Birth of the Binge: Serial TV and the End of Leisure (Contemporary Film & Media Studies)
A deep-dive into the practice and execution of contemporary television viewing.
Birth of the Binge: Serial TV and the End of Leisure describes and details serial television and "binge watching," the exceedingly popular form of contemporary television viewing that has come to dominance over the past decade. Author Dennis Broe looks at this practice of media consumption by suggesting that the history of seriality itself is a continual battleground between a more unified version of truth-telling and a more fractured form of diversion and addiction. Serial television is examined for the ways its elements (multiple characters, defined social location, and season and series arcs) are used alternately to illustrate a totality or to fragment social meaning. Broe follows his theoretical points with detailed illustrations and readings of several TV series in a variety of genres, including the systemization of work in Big Bang Theory and Silicon Valley; the social imbrications of Justified; and the contesting of masculinity in Joss Whedon's Buffy the Vampire Slayer, Firefly, and Dollhouse.

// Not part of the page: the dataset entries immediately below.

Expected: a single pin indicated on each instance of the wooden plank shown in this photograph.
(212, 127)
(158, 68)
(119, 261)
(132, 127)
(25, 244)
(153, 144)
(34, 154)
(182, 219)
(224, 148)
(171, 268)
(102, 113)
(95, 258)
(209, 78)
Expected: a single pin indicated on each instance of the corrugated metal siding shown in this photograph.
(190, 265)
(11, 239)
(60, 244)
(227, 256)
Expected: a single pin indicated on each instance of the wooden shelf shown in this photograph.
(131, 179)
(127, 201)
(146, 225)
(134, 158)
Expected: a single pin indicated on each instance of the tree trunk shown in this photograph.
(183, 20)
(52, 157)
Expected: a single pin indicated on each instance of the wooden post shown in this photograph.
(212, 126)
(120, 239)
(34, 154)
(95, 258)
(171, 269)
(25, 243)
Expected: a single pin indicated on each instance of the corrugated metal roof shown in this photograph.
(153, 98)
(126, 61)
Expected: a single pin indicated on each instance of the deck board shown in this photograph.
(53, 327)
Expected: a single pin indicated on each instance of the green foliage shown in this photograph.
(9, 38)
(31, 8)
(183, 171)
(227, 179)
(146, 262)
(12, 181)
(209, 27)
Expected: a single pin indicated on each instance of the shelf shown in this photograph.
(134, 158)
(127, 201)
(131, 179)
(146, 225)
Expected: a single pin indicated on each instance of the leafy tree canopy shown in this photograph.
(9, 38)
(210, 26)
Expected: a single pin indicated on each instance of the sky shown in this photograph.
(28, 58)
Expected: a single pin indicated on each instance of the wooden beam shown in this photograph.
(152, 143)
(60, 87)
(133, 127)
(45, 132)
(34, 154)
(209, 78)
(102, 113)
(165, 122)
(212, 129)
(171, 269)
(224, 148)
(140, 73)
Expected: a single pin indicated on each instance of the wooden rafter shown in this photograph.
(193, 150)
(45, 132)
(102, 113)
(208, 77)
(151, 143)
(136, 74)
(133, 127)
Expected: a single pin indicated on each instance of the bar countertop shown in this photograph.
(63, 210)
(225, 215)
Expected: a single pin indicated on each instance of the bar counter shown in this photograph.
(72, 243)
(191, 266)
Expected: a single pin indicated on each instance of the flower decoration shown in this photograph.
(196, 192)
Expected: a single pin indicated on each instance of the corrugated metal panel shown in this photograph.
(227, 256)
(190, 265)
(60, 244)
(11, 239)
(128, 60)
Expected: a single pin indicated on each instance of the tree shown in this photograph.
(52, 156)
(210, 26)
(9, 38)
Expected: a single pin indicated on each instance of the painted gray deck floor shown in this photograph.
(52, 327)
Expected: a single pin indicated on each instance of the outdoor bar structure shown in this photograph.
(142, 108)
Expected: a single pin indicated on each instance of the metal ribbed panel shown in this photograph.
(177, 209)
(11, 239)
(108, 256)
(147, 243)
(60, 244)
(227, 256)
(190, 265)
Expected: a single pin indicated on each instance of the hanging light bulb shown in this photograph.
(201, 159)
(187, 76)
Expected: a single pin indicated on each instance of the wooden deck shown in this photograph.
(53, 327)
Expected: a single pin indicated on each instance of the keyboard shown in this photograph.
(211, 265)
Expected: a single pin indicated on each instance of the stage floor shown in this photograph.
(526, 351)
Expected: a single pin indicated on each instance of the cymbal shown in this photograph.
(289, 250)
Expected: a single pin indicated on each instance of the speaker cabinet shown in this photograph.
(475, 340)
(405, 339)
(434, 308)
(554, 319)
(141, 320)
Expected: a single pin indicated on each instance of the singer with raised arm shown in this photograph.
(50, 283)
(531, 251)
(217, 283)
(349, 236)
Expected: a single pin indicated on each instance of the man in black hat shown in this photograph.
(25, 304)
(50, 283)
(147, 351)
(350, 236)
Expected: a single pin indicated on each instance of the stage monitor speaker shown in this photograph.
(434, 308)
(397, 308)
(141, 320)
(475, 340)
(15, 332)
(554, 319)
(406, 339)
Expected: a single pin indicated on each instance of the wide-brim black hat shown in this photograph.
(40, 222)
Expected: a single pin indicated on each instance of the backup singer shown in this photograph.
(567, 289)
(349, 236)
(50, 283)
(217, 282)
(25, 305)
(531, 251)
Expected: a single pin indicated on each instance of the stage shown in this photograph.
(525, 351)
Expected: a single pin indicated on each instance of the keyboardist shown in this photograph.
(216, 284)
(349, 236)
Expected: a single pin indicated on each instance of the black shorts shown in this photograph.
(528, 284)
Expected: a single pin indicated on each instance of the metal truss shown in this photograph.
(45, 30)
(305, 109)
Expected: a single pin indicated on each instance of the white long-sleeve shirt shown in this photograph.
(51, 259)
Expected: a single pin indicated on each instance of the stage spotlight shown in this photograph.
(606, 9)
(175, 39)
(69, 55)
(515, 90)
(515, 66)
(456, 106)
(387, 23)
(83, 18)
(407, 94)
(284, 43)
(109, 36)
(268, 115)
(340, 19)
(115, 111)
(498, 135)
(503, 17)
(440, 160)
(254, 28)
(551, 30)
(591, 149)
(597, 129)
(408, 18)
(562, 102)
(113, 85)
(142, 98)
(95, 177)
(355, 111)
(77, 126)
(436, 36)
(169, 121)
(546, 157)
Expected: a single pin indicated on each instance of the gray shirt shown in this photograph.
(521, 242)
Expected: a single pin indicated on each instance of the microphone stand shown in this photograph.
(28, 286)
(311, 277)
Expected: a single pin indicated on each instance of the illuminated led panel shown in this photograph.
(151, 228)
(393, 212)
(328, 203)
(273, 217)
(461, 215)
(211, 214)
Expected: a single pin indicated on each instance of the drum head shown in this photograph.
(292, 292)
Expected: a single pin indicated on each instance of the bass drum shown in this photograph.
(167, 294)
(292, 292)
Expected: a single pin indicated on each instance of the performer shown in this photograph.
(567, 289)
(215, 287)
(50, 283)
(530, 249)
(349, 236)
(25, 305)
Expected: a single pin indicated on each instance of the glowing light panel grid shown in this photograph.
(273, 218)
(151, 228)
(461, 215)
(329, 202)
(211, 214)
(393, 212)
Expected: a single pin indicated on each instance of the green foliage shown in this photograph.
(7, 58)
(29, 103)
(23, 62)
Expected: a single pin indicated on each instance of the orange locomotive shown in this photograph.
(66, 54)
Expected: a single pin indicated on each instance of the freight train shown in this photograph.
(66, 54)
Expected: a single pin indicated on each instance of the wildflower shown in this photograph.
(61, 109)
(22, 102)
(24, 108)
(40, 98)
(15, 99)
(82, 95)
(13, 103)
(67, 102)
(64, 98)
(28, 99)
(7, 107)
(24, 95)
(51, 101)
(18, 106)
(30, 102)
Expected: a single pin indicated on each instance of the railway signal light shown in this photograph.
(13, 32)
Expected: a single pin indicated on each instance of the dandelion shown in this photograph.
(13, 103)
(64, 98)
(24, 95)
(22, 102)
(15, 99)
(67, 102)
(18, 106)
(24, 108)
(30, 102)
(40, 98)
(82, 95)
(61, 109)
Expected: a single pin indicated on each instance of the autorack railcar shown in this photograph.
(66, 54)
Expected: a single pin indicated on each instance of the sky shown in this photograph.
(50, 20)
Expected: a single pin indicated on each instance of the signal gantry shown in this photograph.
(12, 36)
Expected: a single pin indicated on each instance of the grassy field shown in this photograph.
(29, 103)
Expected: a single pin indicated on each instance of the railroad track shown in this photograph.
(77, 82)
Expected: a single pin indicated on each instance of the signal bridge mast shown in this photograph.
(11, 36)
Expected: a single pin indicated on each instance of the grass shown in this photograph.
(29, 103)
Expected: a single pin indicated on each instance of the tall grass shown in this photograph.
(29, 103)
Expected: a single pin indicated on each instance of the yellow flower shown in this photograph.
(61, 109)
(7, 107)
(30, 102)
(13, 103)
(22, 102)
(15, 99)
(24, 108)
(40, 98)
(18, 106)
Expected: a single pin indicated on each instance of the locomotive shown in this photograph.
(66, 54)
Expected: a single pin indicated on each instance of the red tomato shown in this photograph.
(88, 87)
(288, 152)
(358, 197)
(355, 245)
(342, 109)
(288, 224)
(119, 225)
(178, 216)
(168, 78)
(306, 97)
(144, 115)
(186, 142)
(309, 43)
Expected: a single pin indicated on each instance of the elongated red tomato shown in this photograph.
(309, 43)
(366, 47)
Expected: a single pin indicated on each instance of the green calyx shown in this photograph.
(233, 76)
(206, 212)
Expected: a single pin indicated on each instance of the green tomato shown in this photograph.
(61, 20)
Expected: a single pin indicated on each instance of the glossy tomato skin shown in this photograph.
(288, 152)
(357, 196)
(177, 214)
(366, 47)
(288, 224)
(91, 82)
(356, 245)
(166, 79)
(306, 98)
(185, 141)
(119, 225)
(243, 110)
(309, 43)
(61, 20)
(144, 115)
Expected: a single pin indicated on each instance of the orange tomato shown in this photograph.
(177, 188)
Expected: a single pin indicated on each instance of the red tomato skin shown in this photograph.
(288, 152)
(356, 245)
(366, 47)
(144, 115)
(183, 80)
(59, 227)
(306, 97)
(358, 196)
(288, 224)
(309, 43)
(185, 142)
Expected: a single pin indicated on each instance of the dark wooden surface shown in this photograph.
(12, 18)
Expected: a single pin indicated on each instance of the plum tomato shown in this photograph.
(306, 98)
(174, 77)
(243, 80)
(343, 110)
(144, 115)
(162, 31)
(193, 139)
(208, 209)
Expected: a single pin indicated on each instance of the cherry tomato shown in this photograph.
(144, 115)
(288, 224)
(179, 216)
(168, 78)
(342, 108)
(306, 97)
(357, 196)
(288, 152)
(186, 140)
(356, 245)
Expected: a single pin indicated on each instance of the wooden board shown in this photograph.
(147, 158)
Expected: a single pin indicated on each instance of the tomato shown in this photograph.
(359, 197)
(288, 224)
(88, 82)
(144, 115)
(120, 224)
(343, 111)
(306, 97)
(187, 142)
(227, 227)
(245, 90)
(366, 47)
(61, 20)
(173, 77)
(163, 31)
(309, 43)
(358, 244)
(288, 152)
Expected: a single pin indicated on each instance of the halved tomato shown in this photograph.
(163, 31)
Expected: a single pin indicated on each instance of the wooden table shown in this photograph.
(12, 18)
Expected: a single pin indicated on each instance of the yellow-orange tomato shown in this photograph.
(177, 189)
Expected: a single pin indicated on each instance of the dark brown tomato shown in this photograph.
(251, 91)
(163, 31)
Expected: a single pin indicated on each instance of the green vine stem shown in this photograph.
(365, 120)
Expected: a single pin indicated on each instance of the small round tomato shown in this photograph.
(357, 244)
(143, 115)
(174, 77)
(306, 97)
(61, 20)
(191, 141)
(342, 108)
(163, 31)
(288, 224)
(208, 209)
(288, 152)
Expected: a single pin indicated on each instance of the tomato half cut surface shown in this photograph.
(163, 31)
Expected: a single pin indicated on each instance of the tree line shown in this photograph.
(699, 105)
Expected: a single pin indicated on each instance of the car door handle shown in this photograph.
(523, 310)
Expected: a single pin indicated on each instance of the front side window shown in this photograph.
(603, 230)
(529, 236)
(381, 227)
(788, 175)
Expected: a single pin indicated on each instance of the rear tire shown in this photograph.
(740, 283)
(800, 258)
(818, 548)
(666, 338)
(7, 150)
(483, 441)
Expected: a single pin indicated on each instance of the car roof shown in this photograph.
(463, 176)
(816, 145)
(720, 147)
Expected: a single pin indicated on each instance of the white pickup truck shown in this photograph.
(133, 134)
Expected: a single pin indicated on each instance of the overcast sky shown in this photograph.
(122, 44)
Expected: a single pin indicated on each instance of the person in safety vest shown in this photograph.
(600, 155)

In this monograph, Broe uses the work of Bernard Stiegler to relate the growth of digital media to a new phase of capitalism called "hyperindustrialism," analyzing the show Lost as suggestive of the potential as well as the poverty and limitations of digital life. The author questions whether, in terms of mode of delivery, commercial studio structure, and narrative patterns, viewers are experiencing an entirely new moment or a (hyper)extension of the earlier network era. The Office, The Larry Sanders Show, and Orange Is the New Black are examined as examples of, respectively, network, cable, and online series with structure that is more consistent than disruptive. Finally, Broe examines three series by J. J. Abrams--Revolution, Believe, and 11.22.63--which employ the techniques and devices of serial television to criticize a rightward, neo-conservative drift in the American empire, noting that none of the series were able to endure in an increasingly conservative climate. The book also functions as a reference work, featuring an appendix of "100 Seminal Serial Series" and a supplementary index that television fans and media students and scholars will utilize in and out of the classroom.